Par jugement avant dire droit du 8 septembre 2017, le tribunal a ordonné le sursis à statuer dans l’attente des suites de la procédure pénale mentionnée par les parties, dit que l’instance sera poursuivie à l’initiative des parties ou à la diligence du juge et rappelé que par application de l’article 386 du code de procédure civile, l’instance sera périmée si aucune des parties n’accomplit de diligences pendant deux ans.
Par jugement du 12 janvier 2023, le juge des contentieux de la protection du tribunal de proximité de Fougères a :
— dit que l’instance est périmée,
— condamné la société BNP Paribas Personal Finance à payer à M. [Z] [I] et Mme [M] [D] épouse [I] la somme de 2 000 euros au titre de l’article 700 du code de procédure civile,
— condamné la société BNP Paribas Personal Finance aux dépens,
— rappelé que la présente décision est exécutoire de plein droit.
Par déclaration du 1er mars 2023, la société BNP Paribas Personal Finance a relevé appel dudit jugement.
Au vu de ses dernières conclusions rendues le 25 octobre 2023, la société BNP Paribas Personal Finance demande à la cour de :
Vu les articles L311-24 (devenu L312-39) et suivants du code de la consommation,
Vu les articles 288, 1134, 1147, 1184, 1315, 1325, 1338, 1382 et 2224 du Code Civil,
Vu les articles 288, 1103, 1104, 1182, 1193, 1124, 1217, 1240, 1353, 1375, 2224 et suivants du code civil,
Vu l’article L110-4 du code de commerce,
— réformer le jugement dont appel,
Statuant à nouveau,
— débouter M. [Z] [I] et Mme [M] [D] épouse [I] de leur demande tendant au constat de la péremption de l’instance,
— débouter M. [Z] [I] et Mme [M] [D] épouse [I] de leur demande en nullité du contrat de prêt, cette dernière étant prescrite,
— débouter M. [Z] [I] et Mme [M] [D] épouse [I] de leur demande en nullité du contrat de prêt, cette dernière étant irrecevable en l’absence de mise en cause du vendeur,
— condamner solidairement M. [Z] [I] et Mme [M] [D] épouse [I] à payer à BNP Paribas Personal Finance, en application de l’article L311-24 (devenu L312-39) du code de la consommation, la somme de 29 686,41 euros, dont 27 636,02 euros avec intérêts au taux de 5,760 % l’an à compter du 6 avril 2015 jusqu’à parfait paiement,
Subsidiairement, si le contrat de prêt du 16 novembre 2017 venait à être annulé,
— ordonner la remise des parties en l’état antérieur aux conventions annulées,
— débouter M. [Z] [I] et Mme [M] [D] épouse [I] de leur demande visant à engager la responsabilité de BNP Paribas Personal Finance, cette dernière étant prescrite,
— constater l’absence de préjudice subi M. [Z] [I] et Mme [M] [D] épouse [I],
— condamner solidairement M. [Z] [I] et Mme [M] [D] épouse [I] au remboursement du capital prêté de 25 000 euros avec intérêts au taux légal à compter de la décision à intervenir,
En tout état de cause,
— débouter M. [Z] [I] et Mme [M] [D] épouse [I] de l’ensemble de leurs demandes, fins et conclusions,
— condamner in solidum M. [Z] [I] et Mme [M] [D] épouse [I] au paiement d’une indemnité de 2 500 euros en application de l’article 700 du code de procédure civile ainsi qu’aux entiers dépens.
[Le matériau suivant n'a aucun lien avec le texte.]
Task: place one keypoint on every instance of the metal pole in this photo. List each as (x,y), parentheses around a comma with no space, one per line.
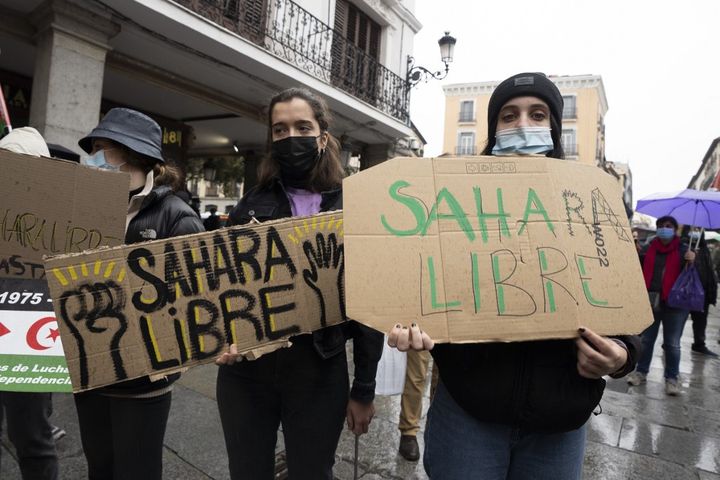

Selon leurs dernières conclusions rendues le 26 juillet 2023, M. [Z] [I] et Mme [M] [D] épouse [I] demandent à la cour de :
Vu les articles 386 et 1137 du code civil,
Vu les articles L312-12 et suivant et L 312-27 du code de la consommation,
— confirmer en toutes ses dispositions le jugement déféré,
A titre subsidiaire,
— constater que la procédure pénale est toujours pendante devant le tribunal judiciaire de Saumur et ordonner un nouveau sursis à statuer,
— constater qu’aucun contrat de vente ne lie M. [Z] [I] et Mme [M] [D] épouse [I] et la société Tececo,
— constater l’absence de fiche de dialogue et l’absence d’information donné à l’emprunteur,
— dire nul et de nul effet le contrat de crédit affecté en date du 29 octobre 2013 en raison d’un dol commis par la société Tececo lors de la régularisation de ce contrat,
— débouter la société BNP Paribas Personal Finance venant aux droits de la société Sygma banque de l’ensemble de ses demandes, fins et conclusions,
— dire et juger que la BNP Paribas Personal Finance sera déchue des intérêts,
— condamner la société BNP Paribas Personal Finance à payer à M. [Z] [I] et Mme [M] [D] épouse [I] une somme d’un montant de 3 000 euros au titre de l’article 700 du code de procédure civile,
— condamner la BNP Paribas Personal Finance aux dépens.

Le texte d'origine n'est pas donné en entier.